The workshops conducted by the Ateneo faculty added to the luster.  Guelan Luarca regaled delegates with a workshop on “Life Games,” a system he himself created as a tool to facilitate the writing of performance texts in devised productions. Daniel Cortezano drew fans in his workshop on the use of colors in light design as he advised student and faculty participants to break free from the conventional meaning of colors while at the same time remaining sensitive to the cultural meaning of various hues.
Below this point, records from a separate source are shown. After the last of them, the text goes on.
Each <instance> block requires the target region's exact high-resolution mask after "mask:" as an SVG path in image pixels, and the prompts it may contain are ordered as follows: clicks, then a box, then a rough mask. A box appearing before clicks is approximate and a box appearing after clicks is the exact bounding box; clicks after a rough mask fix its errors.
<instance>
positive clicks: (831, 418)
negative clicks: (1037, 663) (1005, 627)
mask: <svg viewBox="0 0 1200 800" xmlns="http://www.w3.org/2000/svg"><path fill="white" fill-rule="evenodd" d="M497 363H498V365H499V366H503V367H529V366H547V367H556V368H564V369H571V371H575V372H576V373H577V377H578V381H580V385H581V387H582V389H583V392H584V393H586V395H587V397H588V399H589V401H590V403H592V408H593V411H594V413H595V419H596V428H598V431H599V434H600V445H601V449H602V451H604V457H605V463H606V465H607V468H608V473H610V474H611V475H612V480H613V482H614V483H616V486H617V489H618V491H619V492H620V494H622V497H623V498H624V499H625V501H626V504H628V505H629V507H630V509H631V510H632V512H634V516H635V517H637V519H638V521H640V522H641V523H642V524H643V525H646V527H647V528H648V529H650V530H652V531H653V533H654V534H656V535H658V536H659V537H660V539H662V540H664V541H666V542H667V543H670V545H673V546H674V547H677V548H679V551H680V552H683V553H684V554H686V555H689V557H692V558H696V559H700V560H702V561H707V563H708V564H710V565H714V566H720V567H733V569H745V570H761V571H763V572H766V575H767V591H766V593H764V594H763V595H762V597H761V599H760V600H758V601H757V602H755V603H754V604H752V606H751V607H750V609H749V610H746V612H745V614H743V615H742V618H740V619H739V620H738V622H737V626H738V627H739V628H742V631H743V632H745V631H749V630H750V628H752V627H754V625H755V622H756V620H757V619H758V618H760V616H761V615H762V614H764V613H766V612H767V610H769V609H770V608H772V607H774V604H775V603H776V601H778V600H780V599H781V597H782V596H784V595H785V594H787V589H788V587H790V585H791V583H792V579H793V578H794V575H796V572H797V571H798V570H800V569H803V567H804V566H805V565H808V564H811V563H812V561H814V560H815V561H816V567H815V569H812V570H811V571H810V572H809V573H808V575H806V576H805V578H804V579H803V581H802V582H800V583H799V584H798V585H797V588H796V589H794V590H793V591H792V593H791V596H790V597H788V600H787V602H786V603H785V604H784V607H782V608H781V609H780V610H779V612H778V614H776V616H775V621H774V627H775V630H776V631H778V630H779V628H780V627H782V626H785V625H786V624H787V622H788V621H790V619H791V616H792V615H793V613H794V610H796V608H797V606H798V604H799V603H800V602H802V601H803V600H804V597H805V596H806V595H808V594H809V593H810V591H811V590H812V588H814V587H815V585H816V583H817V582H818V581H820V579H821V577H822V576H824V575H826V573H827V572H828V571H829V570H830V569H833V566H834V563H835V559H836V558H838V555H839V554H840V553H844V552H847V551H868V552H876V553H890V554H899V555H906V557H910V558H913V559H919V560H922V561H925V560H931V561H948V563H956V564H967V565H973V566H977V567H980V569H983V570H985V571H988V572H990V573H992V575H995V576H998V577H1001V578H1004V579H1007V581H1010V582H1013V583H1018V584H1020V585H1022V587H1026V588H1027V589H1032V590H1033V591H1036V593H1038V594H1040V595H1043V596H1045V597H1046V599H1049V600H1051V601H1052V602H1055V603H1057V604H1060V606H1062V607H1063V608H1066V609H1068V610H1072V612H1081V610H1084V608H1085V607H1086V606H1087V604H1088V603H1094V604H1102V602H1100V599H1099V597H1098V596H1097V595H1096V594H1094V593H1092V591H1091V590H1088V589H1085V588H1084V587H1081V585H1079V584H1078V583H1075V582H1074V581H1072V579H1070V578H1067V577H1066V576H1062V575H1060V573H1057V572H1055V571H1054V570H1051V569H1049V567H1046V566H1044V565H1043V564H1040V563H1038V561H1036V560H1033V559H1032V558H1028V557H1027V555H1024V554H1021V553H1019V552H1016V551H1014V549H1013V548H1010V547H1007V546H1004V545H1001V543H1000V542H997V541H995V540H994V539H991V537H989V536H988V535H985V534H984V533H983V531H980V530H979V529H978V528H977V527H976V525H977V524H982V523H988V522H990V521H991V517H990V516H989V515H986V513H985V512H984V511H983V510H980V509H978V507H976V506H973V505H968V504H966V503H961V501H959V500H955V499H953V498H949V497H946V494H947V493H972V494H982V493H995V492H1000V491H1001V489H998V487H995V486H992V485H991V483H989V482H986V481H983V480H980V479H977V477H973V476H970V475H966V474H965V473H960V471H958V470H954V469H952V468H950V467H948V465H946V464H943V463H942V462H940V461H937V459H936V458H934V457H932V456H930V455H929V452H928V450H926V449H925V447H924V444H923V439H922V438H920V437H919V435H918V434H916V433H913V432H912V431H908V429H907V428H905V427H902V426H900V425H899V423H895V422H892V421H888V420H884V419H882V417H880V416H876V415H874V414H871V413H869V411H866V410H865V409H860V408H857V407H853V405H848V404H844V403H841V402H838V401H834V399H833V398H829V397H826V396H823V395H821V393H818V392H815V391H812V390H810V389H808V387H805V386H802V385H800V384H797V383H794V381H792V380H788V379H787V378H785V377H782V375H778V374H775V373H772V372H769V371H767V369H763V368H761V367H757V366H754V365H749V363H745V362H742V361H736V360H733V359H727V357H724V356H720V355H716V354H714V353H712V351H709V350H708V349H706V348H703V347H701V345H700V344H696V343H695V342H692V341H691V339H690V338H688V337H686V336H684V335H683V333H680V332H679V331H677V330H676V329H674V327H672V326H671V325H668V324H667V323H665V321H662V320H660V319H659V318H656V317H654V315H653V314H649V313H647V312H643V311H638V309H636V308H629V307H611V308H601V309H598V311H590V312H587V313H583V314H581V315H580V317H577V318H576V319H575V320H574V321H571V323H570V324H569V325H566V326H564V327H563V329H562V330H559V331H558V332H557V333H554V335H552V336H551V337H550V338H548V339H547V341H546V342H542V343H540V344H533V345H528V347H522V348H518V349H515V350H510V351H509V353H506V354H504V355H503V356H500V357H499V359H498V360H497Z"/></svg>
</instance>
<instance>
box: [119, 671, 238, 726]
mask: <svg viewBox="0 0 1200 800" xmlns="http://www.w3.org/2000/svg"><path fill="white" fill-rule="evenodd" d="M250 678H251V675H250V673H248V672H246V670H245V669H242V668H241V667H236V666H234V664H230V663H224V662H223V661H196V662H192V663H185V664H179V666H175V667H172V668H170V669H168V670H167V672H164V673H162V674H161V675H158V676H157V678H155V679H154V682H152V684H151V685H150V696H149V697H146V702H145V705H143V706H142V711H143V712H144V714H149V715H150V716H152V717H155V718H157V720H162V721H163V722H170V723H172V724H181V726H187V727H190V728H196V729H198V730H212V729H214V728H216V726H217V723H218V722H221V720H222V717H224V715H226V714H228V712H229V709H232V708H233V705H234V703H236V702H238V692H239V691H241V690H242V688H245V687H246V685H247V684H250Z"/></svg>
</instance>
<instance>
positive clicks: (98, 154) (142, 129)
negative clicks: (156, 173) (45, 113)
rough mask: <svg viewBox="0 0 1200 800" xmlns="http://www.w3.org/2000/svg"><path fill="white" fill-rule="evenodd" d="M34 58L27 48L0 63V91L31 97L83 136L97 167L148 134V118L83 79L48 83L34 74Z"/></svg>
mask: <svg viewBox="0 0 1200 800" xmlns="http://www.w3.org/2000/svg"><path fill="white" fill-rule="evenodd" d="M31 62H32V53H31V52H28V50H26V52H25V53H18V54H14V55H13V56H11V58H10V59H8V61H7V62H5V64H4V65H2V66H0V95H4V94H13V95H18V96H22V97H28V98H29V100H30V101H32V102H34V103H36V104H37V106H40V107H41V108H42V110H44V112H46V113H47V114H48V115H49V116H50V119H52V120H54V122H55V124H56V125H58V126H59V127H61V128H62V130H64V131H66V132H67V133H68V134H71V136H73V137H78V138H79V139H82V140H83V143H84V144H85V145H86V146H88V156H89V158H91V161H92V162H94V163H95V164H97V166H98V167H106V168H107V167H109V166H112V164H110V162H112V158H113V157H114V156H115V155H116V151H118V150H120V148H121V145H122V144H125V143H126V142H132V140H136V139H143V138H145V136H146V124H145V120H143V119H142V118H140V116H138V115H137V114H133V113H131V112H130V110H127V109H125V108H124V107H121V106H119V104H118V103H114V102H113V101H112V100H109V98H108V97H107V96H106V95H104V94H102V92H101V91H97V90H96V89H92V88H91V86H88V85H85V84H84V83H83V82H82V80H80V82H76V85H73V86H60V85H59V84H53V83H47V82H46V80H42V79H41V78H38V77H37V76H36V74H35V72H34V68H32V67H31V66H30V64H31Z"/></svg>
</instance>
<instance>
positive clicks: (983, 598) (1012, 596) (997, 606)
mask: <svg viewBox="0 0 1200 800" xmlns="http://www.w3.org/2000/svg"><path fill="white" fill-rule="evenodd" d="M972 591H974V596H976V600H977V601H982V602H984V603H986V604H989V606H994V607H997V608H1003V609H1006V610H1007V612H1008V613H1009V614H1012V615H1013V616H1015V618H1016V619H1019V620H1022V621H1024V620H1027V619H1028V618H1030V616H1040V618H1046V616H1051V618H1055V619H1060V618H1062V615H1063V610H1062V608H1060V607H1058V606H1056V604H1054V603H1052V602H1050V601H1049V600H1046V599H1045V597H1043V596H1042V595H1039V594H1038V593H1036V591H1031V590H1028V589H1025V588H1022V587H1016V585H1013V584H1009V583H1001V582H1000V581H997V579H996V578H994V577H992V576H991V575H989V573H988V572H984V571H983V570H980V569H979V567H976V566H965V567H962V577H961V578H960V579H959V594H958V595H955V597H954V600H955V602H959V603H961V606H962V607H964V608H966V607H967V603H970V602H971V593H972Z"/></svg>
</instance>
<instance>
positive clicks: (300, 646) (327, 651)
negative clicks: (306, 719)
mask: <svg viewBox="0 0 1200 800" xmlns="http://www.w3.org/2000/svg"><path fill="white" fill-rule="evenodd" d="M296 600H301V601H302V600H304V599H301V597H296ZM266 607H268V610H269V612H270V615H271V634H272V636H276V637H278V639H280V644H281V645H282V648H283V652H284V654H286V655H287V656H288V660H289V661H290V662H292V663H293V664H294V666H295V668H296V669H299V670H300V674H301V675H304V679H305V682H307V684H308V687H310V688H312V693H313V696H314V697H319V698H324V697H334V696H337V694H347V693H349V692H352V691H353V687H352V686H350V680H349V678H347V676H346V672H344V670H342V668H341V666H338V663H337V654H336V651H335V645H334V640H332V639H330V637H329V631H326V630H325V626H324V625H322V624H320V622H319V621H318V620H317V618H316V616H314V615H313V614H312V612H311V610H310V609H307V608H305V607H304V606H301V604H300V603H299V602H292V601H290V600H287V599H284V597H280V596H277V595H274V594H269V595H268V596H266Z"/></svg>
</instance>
Cortezano also helped several schools to set up and light their productions, and for his work got special recognition during the festival’s closing ceremony.   Both Cortezano and Luarca were just as active in networking with faculty members of different schools.  The results of this networking will resonate in the coming years as these exchanges become formal, thus helping Ateneo Theater Arts enrich student training in acting, movement, direction, and design.  
 
D Cortezano with fellow technical experts from Australia and Vietnamese guide, Tranh Ah (far left)
 
Ateneo students with actors from Taiwan National University of the Arts
 
Ateneo actors with a student puppeteer from the Shanghai Theater Academy
 
The Ateneo team with delegates from the National School of Drama, India.
 
Ricardo Abad moderating a Q&A after a performance from Mongolia.
 
The students learned a lot, too.  Options for performance opened for them, and with it came a greater respect for traditional performance styles, the courage to venture into themes outside their immediate biographical experiences, and the numerous opportunities to share and do theater with newly-found peers from twenty schools in the Asia-Pacific region -- including those from another Philippine group, the Integrated Performing Arts Guild MSU-IIT.    That they are able to gather ideas and insights from the festival for their future work is indeed one of the reasons why the Asia-Pacific Bond of Theater Schools came about in the first place.
 
Ateneo students with other delegates doing a Laban movement exercise with a Korean teacher
 
Meanwhile, the heads of delegation conducted their own meetings to discuss ways to make future APB festivals a more effective vehicle for learning and a way to make Asia-Pacific theater more visible in the larger international theater scene.  They also elected a new set of officers to lead the association for the next two years.  When the votes were cast, Ricardo Abad emerged as APB President.  That’s another story to tell and one that does not overshadow the amazing performance of Team Ateneo in Hanoi during the autumn of 2019.  
 
One big fight! 
 
A final dinner to cap an amazing week in Hanoi.